Comparing the most fit organism after 10 generations of training yields disappointing results:
On the left is the unmodified image, and the right is the fittest organism:
The organism applied 4 radial gradients, and 1 noise transformation, reducing the models confidence by a measly 0.3906 logits values. This strategy should be an extremely effective one: Adding more shade to the center of the image where the main object is likely to be, does seem like a good strategy.
However, for this first run I have purposely kept the blend ratio low, at less than 10%. Meaning that, when applying the transformation, the organism must keep 90% of the original image during the blending process.
I ran subsequent tests, where this blend ratio was increased by increments of 10 up to 60% (meaning the organism was allowed to discard 40% of the original image at the end).
Here are the results of the best organism after 10 generations for each blending regime.
In the 20% and 30% blend images, the mandelbrot set dominates, the edges of the overlapping regions creating distracting lines that split the middle of the picture and create regions of dark and white. While the 50% and 60% blend organisms are clearly going for quantity over quality, simply flooding the image with gradients, they try to block as much as possible.
If we compare the fitness of the best organism over the 10 generations for each of the blend regimes, we can clearly see that more generations tend to produce better results. Allowing the organism to drop more of the original image also improves corruption performance.

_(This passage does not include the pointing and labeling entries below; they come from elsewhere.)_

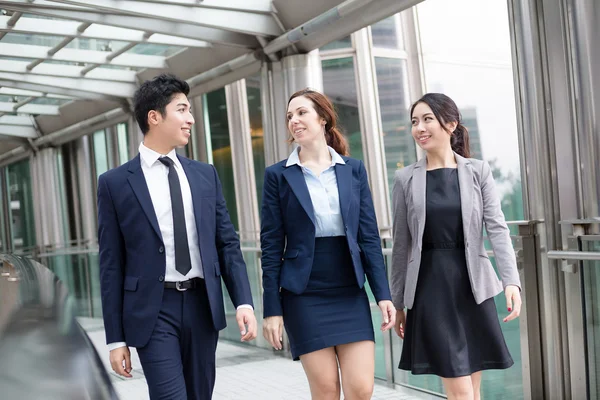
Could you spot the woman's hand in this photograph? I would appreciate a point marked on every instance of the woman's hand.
(513, 302)
(388, 314)
(273, 331)
(400, 325)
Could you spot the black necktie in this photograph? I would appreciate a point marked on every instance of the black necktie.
(183, 264)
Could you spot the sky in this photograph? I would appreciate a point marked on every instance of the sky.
(467, 53)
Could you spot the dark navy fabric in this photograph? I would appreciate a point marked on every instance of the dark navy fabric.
(447, 333)
(333, 309)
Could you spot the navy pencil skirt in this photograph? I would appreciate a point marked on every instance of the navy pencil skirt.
(332, 310)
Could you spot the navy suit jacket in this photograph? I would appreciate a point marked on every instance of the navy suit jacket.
(288, 231)
(132, 256)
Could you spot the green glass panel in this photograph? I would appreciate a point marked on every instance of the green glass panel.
(339, 84)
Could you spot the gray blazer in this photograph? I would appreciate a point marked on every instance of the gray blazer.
(479, 203)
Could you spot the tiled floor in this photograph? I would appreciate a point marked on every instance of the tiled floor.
(243, 372)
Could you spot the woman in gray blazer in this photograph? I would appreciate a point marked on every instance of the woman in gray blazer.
(440, 269)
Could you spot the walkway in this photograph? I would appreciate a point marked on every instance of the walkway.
(243, 372)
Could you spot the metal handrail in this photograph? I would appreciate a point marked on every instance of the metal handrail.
(574, 255)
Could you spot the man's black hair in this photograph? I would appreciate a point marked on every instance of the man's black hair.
(155, 94)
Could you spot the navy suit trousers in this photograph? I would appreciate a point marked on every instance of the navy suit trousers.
(179, 359)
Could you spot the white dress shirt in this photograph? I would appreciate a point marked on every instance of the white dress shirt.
(324, 195)
(157, 180)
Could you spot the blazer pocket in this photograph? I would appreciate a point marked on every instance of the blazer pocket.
(130, 283)
(292, 253)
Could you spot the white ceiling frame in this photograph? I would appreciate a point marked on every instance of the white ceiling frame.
(6, 91)
(68, 71)
(25, 132)
(36, 26)
(16, 120)
(106, 89)
(237, 21)
(181, 29)
(84, 56)
(41, 109)
(71, 92)
(259, 6)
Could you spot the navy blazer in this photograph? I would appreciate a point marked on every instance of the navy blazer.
(288, 231)
(132, 257)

But there seems to be a major jump in performance between the 40% and 50% regime. I believe this is because the strategy of “blocking” becomes more effective than “tricking” the classifier network. If we compare the 40% and 50% blend ratio images above, the 40% still clearly has a sharp line through the middle of the image, while the 50% has more alignment between the two filters causing a larger percentage of the image to be darker.
There seems to be two main strategies developed by the genetic algorithm for defeating the ResNet classifier: Block out as much of the image as possible, or try to trick the classifier by making dark lines and slashing through the center of the image. From this, I can conclude that the ResNet classification model uses the center of the image more than the edges, and that applying gray filters over an image can confuse it, albeit not by much. This may be due to the training of the classifier model, perhaps the original developers included noise to their training data, or in the model itself via dropout. The fact that the simple “noise” filter was rarely used in any of the fittest organisms also supports the conclusion that sharp changes of gradient are more effective at confusing the ResNet model.
Additionally, I believe that a genetic algorithm could be effective at confusing an image classification model. Deep learning models are often vulnerable to out-of-distribution attacks, where the data fed into them is wildly different from the data used to train the classifier. Genetic algorithms are largely capable of producing a diverse family of ‘creative’ solutions to a given problem. Including problems like defeating a ResNet classifier. While the results of this proof of concept are not revolutionary, they are not null. Further work including adding more complex transformations to the digital organism’s arsenal, longer training times with larger generational pools, and a more sophisticated fitness function are all worth pursuing in the effort to find vulnerabilities in a ResNet image classifier.